What to expect from Ramaphosa’s new recovery plan for South Africa
The National Economic Development and Labour Council (Nedlac) has agreed to an action plan for South Africa’s economic recovery, the presidency said in a statement on Tuesday evening (15 September).
The plan will is directed towards building confidence and placing South Africa on a path of investment and growth.
“Social partners have identified priority areas for rebuilding the economy as well as structural reforms and other programmes which will enable sustainable and inclusive growth with an intensive focus on job creation,” the presidency said.
While the final details of the plan will only be announced once it is finalised by cabinet, the presidency said that a core focus will be on addressing Eskom’s structural and funding problems.
“Social partners have also agreed on a social compact which commits government, business, labour and community to mobilising funding to address Eskom’s financial crisis in a sustainable manner – in return for an efficient, productive and fit-for-purpose Eskom that generates electricity at affordable prices for communities and industries,” it said.
A copy of the agreement, which has been seen by Bloomberg, calls for Eskom’s R488 billion of debt to be reduced and for adequate resources to be “mobilised” to ensure it becomes financially sustainable – but is scant on detail on how this will be done.
The plan makes no mention of a previous proposal for the Public Investment Corp, which manages the pensions of state workers and has assets of R2.1 trillion, to take over part of Eskom’s debt. Institutions that make funds available must do so within the mandates and risk-mitigation processes can’t be compromised, it says.

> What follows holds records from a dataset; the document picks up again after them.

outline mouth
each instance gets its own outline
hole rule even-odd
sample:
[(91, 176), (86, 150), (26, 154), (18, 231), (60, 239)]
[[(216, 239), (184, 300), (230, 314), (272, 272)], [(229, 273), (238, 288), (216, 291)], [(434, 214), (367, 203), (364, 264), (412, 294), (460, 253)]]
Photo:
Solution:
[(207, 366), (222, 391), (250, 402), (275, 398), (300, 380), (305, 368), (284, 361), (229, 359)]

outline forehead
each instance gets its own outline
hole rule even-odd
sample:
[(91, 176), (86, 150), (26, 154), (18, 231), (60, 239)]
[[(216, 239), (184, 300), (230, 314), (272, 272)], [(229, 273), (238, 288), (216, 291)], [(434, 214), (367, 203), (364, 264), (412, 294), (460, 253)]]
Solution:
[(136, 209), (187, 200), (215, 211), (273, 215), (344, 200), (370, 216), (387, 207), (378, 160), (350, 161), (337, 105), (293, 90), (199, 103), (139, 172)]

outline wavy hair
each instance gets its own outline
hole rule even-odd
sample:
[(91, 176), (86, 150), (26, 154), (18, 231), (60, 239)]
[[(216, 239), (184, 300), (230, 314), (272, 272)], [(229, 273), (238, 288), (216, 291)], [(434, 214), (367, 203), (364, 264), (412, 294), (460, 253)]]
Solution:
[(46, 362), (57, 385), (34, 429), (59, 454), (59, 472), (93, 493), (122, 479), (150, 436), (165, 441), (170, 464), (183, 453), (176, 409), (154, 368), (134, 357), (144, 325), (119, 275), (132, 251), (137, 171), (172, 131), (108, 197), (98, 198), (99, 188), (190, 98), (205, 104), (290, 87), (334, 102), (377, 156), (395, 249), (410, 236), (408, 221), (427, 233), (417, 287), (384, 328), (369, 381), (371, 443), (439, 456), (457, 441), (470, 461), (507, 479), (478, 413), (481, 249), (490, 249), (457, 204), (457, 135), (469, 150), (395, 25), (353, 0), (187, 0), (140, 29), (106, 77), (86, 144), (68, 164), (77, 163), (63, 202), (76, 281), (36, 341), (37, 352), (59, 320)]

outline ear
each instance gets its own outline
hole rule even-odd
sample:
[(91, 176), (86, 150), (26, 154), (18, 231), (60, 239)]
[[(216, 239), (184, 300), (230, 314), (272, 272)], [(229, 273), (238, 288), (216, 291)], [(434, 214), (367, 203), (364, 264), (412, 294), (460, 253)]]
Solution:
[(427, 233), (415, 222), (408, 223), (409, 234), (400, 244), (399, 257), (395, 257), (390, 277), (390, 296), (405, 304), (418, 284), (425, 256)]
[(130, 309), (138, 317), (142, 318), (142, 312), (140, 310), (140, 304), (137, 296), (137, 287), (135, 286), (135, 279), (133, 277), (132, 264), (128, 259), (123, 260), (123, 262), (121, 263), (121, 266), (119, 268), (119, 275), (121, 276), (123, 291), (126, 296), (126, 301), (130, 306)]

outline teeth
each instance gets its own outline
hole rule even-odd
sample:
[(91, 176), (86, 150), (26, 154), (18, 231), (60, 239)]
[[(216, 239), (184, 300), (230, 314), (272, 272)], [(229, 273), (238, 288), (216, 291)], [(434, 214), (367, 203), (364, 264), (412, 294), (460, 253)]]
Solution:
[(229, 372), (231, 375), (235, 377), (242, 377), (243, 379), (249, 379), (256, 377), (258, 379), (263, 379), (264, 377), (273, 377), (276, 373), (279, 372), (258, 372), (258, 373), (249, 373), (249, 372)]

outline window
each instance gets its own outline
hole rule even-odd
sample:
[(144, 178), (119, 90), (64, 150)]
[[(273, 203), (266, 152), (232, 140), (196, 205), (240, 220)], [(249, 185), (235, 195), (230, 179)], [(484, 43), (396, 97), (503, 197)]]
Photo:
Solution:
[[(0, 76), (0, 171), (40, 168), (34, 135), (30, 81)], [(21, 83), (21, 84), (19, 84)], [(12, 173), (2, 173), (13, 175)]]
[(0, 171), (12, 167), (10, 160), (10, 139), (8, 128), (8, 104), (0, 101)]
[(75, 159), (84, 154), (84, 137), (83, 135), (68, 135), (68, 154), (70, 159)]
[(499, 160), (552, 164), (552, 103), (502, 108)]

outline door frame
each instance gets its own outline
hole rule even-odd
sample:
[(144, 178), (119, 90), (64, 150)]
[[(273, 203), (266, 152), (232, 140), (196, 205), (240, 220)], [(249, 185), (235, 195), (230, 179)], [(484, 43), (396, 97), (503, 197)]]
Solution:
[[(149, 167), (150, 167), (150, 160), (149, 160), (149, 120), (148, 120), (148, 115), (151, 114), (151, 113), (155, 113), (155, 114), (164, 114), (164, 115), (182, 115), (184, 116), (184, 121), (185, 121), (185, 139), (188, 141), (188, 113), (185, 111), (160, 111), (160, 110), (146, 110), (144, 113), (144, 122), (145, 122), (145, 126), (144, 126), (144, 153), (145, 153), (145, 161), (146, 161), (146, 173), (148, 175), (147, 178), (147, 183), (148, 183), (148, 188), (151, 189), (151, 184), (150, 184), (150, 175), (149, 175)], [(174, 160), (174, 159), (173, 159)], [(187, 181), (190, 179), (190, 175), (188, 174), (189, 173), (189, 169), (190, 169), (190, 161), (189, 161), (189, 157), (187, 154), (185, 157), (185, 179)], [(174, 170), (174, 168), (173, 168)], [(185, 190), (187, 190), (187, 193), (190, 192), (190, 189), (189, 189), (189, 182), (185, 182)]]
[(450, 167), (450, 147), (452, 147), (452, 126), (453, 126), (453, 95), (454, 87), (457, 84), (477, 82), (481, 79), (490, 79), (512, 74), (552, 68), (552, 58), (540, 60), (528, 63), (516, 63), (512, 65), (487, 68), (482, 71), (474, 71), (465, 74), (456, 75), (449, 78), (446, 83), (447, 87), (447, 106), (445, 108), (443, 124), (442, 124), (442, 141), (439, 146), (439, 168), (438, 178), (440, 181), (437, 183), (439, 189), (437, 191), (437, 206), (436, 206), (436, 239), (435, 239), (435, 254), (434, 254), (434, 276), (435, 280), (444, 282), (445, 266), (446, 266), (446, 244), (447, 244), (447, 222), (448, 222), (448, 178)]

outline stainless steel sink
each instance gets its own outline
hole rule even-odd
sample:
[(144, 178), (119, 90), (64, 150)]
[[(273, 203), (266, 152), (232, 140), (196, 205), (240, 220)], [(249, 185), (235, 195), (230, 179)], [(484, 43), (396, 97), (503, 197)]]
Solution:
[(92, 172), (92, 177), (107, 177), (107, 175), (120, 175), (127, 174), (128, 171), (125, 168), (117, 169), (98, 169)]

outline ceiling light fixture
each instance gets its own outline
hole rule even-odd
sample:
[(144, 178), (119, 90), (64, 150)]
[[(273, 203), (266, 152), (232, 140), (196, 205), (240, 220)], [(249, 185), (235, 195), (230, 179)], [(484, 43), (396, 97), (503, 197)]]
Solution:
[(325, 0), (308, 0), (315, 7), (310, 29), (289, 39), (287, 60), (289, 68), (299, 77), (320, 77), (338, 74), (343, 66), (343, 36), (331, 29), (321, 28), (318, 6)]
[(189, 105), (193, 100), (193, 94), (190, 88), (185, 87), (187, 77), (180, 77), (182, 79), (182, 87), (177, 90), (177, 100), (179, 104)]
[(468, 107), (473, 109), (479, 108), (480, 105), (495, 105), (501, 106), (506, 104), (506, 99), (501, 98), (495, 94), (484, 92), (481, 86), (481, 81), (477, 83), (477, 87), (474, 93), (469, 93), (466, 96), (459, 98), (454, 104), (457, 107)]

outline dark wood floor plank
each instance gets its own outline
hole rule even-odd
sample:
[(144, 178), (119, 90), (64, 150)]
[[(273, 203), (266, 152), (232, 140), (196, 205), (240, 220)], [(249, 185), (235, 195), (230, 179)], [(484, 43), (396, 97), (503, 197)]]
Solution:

Other key points of the agreement include:
- The pact commits the government to removing all regulatory obstacles that hinder companies from generating their own electricity, while businesses agreed to implement projects to add 2,500 megawatts of supply within two years;
- The government also agreed to buy an additional 2,500 megawatts of emergency power, 500 megawatts more than previously announced;
- Eskom was given the green light to renegotiate overly onerous contracts with coal suppliers and independent producers of green power that supply the national grid as soon as possible;
The president welcomed the social partners’ plan for economic recovery as a demonstration of collaboration that had produced “a significant milestone in the history of our democracy and the advent of a new era of confidence” .
“This is a great achievement that rises to the challenge of the moment,” he said.
Infrastructure development
BusinessDay reports that another key pillar of the plan will be infrastructure, with a massive development drive seen as key to driving recovery post-lockdown and creating jobs.
This comes after the presidency published a list of projects of ‘priority infrastructure projects’, which is expected to pave the way for the beginning of private investment in a R2.3 trillion program over the next decade.
President Cyril Ramaphosa has said that infrastructure development will form a key part of South Africa’s economic response to the coronavirus pandemic.
“Investors from the multilateral development banks, development finance institutions and the private sector all showed a strong appetite to make the necessary investments to meet South Africa’s extensive and diverse infrastructure needs,” he said in a statement in July.
“In the coming weeks, we will work with our social partners to finalise an economic recovery programme that brings together the best of all the various proposals. The most important part of that programme must be the protection and the creation of jobs.”
Ramaphosa said that if the country is to recover from the worst effects of the pandemic, it also needs well-crafted public employment schemes.
“Creating jobs for people that add value to their communities through maintenance, care work and other services, keeps people engaged in productive activity. It helps them to retain and to develop skills,” he said.